Is there a good way to restore tile?
Hello All
I’m a remodelling contractor. Currently I have two clients with beautiful period bathrooms(built with the houses in the 20’s) who want to gut their bathrooms and start over because the tile looks dingy. Two of the bathrooms have 1″ unglazed hex tile on the floor, and one bathroom has 3″ glazed hex on the floor.
All the bathrooms have beautiful craftmanship; mortar beds, nice inlays, intricate boarders, the works. If I can spiff up the tile, I can restore the bathrooms to their original splender and maintain the period look and feel. I’ve tried scrubbing w/ tile cleaner. They still look dingy and worn.
Is their a wonder product I don’t know about or any services that can restore tile?

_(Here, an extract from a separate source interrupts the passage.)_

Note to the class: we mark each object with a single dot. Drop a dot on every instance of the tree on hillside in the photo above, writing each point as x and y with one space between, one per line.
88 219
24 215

Anyone’s input will be apreciated.
Thanks
Frank
Replies
Well, if the alternative is to tear it out, might as well try everything you can think of, going from bad to worse. Start with ammonia. That's probably all you need on the glazed stuff. For the unglazed, after ammonia gets off all the greasy stuff, try vinegar to attack the actual material itself, and then stronger acids until you just get the whole top layer of porcelain off. If it ruins the tile, hey, you tried. At least you've got it roughed up so you can put new tile right on top of it!
I had some friends in college who cleaned the enameled bathtubs in their apartment about once a year with 10 molar hydrochloric acid they stole from the chemistry department. They just splashed it on and rinsed. The year of blackness disappeared, and the last bit of water down the drain was distinctly tinted white.
If super strong acid works to clean the tile, it will probably take out most of the grout. Rinse like crazy, maybe even sprinkle with baking soda to neutralize the acid, rinse some more, and then regrout.
Good luck!
B
In addition to the replies you get here, you might want to try posting this on the forum board over at
http://www.johnbridge.com
I'm no tile expert, but I can't help but wonder if a good sealer might bring that stuff back to life. Does it look decent when it's wet?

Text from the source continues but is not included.